Jadi, penanganannya dengan mengoptimalkan potensi atau kemampuan anak lewat intervensi rehabilitasi. Misal, mengajarinya tengkurap, berdiri, mengancingkan baju, dan lainnya sesuai tonggak-tonggak perkembangannya. Tak beda dengan mengajari anak-anak normal, kan? Namun ingat, ya, Bu-Pak, karena anak penderita down sindrom akan terlambat dari tonggak perkembangan yang semestinya, maka mereka punya kurva perkembangan sendiri. Dengan demikian, kita harus lebih sabar dan telaten dalam menghadapinya. "Pembelajaran pada anak sindrom down ini memang lama," tandas Bambang.
Bila sedari usia dini si kecil yang sindrom down diberi banyak rangsangan atau latihan, tentu otaknya makin terlatih hingga perkembangannya pun makin baik. Minimal sejak si kecil usia 3 bulan sudah mulai dilakukan intervensi semisal dalam perkembangan motoriknya. "Kalau sejak usia itu sudah dilatih tengkurap, misal, mungkin ia sudah bisa tengkurap di usia 9 bulan." Sebaliknya, bila didiamkan saja, mungkin ia baru bisa tengkurap di usia 2 tahun.
Dengan demikian, makin dini intervensinya, makin ia tak terlalu jauh ketinggalan dari anak-anak normal yang seusia. Namun bila tak diintervensi, keterlambatannya makin parah hingga akhirnya sulit diatasi. Begitu pun perkembangan mentalnya, harus juga diintervensi sejak dini. Misal, dirangsang dengan sering mengajak bicara. Yang penting, tekan Bambang, "perlakukan anak penderita sindrom down sebagai anak biasa yang punya kekurangan, namun dengan menyadari bahwa penerimaannya memang jauh lebih lambat."
CARI PUSAT PELATIHAN
Bagaimanapun, peran orang tua terhadap anak memang sangat besar artinya, ya, Bu-Pak. Buat anak normal saja peran orang tua sangat penting, apalagi buat anak yang mengalami kelainan semisal penderita sindrom down ini. Itulah mengapa, pesan Bambang, jangan sampai orang tua terlalu lama bersedih atau marah dengan keadaan ini. "Bukan berarti enggak boleh sedih atau marah, ya. Perasaan itu wajar dan amat manusiawi. Hanya jangan sampai anak terlantar hingga potensinya tak berkembang."
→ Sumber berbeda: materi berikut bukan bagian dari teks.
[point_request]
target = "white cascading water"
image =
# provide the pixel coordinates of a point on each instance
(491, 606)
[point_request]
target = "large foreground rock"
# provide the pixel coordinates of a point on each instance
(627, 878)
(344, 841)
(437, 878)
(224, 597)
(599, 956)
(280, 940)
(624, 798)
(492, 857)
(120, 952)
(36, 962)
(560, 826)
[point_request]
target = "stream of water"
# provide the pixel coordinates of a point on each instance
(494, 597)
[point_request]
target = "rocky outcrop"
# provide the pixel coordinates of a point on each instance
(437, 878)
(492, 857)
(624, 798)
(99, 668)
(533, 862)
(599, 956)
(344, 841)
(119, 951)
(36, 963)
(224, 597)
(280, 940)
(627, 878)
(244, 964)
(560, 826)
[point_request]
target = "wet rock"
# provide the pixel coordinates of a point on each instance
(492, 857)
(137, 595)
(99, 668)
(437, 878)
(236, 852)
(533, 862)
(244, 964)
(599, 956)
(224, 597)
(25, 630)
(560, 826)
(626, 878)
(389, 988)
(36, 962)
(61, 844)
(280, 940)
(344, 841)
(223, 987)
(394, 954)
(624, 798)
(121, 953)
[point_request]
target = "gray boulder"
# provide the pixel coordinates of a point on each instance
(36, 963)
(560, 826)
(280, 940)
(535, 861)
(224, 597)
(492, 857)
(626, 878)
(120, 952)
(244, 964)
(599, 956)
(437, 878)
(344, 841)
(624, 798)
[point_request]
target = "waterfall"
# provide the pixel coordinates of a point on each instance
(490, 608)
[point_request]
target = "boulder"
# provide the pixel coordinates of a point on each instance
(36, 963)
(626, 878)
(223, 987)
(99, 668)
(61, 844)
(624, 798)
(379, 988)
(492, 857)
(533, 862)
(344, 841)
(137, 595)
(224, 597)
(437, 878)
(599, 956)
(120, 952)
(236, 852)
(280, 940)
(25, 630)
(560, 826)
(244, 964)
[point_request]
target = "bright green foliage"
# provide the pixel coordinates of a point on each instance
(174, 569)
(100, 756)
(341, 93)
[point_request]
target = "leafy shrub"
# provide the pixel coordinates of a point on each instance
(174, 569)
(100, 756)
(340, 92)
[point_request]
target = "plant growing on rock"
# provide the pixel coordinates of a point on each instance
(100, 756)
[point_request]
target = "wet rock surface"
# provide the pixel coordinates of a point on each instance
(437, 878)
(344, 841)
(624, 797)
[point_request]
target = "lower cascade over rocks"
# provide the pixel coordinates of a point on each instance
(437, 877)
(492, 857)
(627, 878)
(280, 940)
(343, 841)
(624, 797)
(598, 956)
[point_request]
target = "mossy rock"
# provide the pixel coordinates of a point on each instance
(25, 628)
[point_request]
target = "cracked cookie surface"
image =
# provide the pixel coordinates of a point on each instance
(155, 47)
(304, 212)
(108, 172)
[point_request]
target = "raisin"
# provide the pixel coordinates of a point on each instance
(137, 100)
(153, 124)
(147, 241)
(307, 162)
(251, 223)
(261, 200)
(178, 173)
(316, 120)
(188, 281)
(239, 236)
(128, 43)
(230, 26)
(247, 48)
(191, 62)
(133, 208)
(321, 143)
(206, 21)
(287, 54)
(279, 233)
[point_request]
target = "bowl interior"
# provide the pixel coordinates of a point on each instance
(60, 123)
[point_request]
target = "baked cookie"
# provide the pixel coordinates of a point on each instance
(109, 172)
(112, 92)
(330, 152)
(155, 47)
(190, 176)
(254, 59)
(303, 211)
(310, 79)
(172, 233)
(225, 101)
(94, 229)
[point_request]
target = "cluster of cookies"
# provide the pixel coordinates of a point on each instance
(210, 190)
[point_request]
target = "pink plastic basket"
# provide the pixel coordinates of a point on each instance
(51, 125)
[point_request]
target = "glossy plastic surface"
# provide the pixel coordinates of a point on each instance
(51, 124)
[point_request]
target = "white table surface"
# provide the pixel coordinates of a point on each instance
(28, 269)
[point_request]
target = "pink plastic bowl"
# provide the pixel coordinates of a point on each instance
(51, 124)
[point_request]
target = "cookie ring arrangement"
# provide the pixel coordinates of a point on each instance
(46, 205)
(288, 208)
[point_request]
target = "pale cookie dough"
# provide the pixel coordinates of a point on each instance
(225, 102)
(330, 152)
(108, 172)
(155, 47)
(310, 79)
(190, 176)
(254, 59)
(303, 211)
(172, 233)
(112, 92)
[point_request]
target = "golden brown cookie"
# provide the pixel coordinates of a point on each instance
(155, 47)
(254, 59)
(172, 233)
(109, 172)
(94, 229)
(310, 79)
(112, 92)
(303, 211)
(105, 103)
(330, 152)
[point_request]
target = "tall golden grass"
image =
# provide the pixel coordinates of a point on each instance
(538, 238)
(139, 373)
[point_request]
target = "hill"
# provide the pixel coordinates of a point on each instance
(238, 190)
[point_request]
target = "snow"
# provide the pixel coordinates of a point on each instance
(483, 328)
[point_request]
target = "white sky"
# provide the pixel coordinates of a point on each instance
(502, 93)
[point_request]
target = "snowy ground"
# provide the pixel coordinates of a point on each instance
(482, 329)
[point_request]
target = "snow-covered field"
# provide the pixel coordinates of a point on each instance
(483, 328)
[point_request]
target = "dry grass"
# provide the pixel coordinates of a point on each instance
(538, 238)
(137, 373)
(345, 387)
Ingat, lo, kita pun harus memikirkan masa depannya. Coba, bagaimana kelak seandainya kita sudah tiada bila si kecil tak pernah dilatih mengurus dirinya sendiri? Padahal, kemampuan mengurus diri sendiri merupakan kebutuhan dasar yang diperlukan manusia. Nah, kalau ia tak punya kemampuan itu, siapa yang mau mengurusnya kelak sementara kita sudah tiada?
Saran Bambang, segera konsultasi ke dokter anak bila tahu ada kelainan pada anak. "Minta arahan untuk mencari pusat-pusat pelatihan dan pendidikan bagi anak sindrom down yang lokasinya dekat dengan tempat tinggal." Setiap tempat terapi punya program tersendiri yang disesuaikan berat-ringan si penderita dan kemajuannya.
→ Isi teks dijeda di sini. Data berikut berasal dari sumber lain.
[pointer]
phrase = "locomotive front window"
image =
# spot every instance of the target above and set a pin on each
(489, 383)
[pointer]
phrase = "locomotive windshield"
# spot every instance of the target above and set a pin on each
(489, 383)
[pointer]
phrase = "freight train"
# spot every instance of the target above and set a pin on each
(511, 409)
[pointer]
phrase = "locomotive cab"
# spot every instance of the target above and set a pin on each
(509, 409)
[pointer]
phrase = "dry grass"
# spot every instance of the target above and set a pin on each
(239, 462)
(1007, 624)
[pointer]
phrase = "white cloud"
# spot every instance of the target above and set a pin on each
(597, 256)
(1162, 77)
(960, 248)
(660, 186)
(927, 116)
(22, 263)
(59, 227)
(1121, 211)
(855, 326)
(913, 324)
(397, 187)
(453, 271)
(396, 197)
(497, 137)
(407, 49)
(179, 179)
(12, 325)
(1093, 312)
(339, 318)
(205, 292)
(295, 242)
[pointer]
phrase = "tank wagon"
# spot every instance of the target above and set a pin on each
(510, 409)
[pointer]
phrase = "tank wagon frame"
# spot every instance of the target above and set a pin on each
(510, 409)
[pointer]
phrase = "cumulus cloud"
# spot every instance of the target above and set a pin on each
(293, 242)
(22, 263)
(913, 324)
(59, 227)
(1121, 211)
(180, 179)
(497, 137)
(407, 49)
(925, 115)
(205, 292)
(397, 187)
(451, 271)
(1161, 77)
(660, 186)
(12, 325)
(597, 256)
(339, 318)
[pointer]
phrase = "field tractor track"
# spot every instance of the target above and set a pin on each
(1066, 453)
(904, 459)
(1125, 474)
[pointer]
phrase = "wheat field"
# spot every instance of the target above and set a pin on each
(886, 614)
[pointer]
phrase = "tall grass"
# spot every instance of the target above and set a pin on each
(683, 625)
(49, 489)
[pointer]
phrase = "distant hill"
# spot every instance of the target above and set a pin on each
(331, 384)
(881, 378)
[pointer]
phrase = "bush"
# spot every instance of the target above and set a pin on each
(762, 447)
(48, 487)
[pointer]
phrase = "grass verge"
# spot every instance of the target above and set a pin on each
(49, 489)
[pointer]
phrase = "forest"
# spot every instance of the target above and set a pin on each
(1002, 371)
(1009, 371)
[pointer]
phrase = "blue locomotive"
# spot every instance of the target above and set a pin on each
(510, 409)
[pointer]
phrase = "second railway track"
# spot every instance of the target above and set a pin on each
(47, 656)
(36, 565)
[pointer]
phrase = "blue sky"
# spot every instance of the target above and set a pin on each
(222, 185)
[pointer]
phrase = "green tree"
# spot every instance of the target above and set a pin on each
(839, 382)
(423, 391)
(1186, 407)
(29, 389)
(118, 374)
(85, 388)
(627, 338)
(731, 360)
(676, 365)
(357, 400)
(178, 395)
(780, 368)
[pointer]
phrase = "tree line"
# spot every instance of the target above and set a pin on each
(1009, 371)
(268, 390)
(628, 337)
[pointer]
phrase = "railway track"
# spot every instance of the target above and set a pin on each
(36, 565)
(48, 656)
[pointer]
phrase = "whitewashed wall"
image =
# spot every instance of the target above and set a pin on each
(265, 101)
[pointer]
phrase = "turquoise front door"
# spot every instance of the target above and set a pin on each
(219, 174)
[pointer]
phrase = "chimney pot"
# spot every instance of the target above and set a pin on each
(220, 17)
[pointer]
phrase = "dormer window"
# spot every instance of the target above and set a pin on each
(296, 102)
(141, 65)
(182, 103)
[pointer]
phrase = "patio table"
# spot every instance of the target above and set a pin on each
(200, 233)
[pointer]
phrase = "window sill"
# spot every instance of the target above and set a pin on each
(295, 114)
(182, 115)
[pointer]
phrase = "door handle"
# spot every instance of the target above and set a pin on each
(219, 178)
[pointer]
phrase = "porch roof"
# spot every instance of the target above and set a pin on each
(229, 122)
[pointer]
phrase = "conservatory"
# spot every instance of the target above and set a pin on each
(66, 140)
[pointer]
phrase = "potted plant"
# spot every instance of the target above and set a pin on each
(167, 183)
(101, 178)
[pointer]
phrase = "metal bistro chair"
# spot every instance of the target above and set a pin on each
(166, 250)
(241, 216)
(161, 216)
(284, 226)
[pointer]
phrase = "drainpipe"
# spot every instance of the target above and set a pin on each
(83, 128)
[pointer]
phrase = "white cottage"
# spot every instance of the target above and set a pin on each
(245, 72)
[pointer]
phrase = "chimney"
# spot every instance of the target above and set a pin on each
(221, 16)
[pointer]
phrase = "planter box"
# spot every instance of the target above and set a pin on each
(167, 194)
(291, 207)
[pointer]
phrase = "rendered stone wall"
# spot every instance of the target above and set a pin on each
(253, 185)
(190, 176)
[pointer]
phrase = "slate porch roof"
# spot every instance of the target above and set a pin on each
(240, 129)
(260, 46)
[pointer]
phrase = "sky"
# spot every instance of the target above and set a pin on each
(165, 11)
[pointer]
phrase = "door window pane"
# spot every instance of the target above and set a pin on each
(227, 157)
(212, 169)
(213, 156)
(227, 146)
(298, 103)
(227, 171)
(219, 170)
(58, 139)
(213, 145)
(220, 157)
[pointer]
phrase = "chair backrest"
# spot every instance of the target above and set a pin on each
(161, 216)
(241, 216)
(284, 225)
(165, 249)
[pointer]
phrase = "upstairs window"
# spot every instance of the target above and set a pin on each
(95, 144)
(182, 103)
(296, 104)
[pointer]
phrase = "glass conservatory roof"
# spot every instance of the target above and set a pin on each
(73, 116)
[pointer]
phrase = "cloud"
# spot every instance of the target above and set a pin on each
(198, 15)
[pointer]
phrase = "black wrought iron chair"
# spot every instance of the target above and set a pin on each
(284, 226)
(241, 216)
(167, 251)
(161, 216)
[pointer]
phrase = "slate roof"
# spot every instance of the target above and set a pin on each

Jadi, sifatnya individual dan pelatihannya juga tak terikat batas waktu. "Bila sudah dianggap mampu pada satu keterampilan, maka meningkat lagi pada keterampilan lebih tinggi. Tentu dilakukan secara bertahap sesuai tahapan perkembangan." Adapun target yang dicapai, anak bisa mengurus dirinya sendiri seperti mandi, sikat gigi, buka pakai baju dan celana, makan-minum, dan lainnya. "Meski IQ-nya cuma berkisar 70, anak sindrom down tetap bisa, kok, mengurus dirinya sendiri bila ia dilatih."